Oldstyle
Platinum Member
- Jul 19, 2011
- 31,206
- 4,935
And my customer base is NOT minimum wage earners, Dubya! People making minimum wage cannot afford to dine out in nice restaurants. When you're on a limited budget you buy inexpensive foods and you cook at home.
Your restaurant can't be that fine if you pay $7 instead of $7.25 for a dishwasher. You still haven't shown how much an increase in minimum wage changes the overall increase in the cost of you doing business. I would guess a minimum wage increase to $9 per hours might add 2% to your cost of doing business, so that $20 steak will now cost $20.40. Big fucking deal!
You're just cheap and one way in your economic views. We don't build an economic system around your restaurant business.

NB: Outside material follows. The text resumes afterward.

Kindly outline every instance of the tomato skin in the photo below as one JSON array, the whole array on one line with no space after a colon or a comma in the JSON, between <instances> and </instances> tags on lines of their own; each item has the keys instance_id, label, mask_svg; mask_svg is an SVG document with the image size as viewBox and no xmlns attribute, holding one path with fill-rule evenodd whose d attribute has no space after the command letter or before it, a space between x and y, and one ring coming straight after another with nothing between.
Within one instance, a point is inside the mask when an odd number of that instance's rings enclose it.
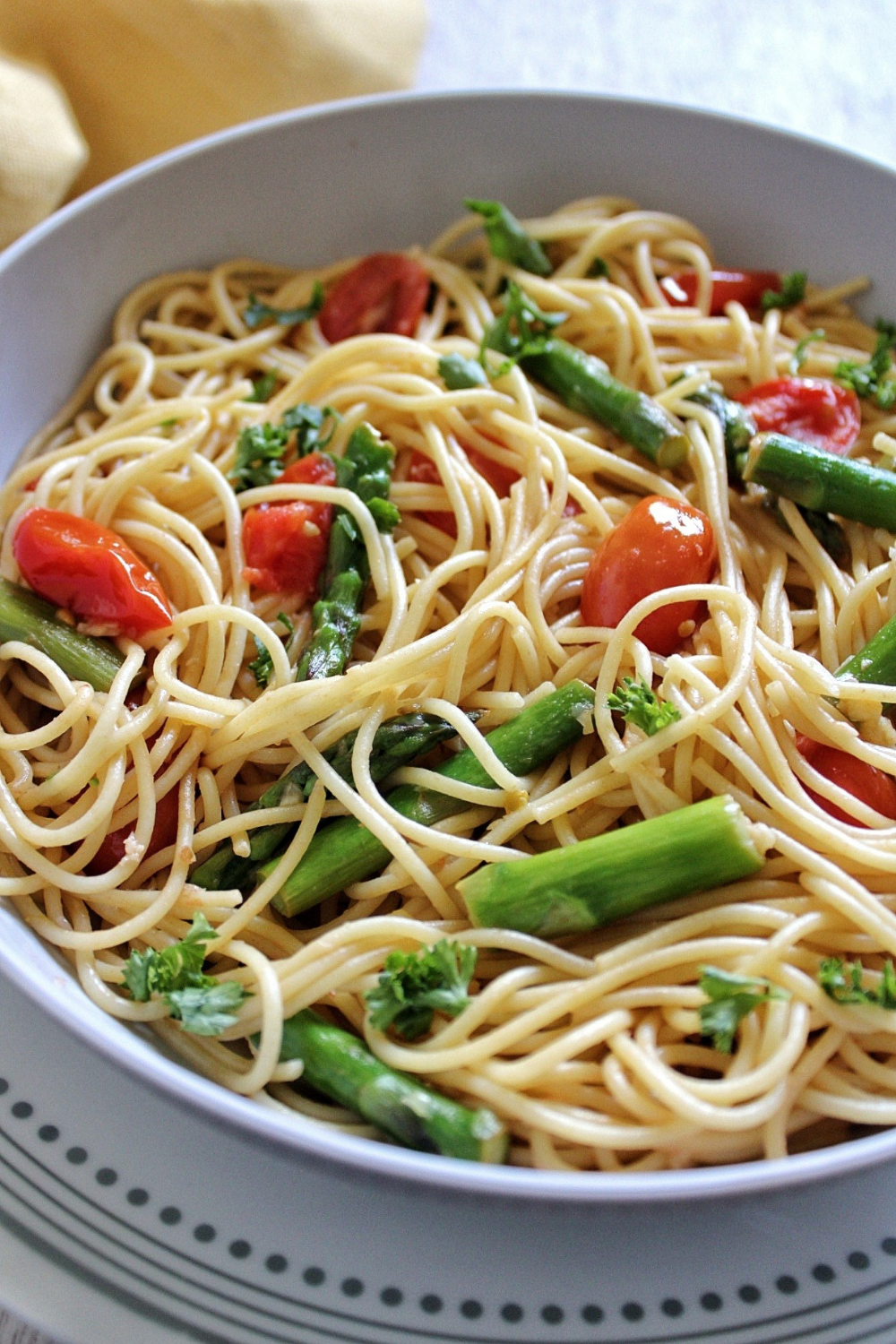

My labor costs run about 35% because we are a fine dining restaurant. The general rule of thumb is that your prime costs (food cost & labor cost) should add up to somewhere in the 60 to 65% range in order to be profitable. If you have 10 employees being paid minimum wage (which is about what we do have) an increase of $1 an hour would mean an increase to our annual labor cost of approximately $20,000...and an increase of the magnitude that you are suggesting, $2 an hour, would cost me around $40,000 per year. That ISN'T small money. It's a lot of money in an industry where the typical profit margin for a fine dining restaurant is in the 4% range.
Do yourself a favor, Dubya...don't try to tell others how THEIR businesses should run when you REALLY don't understand the first thing about the industry that they are in!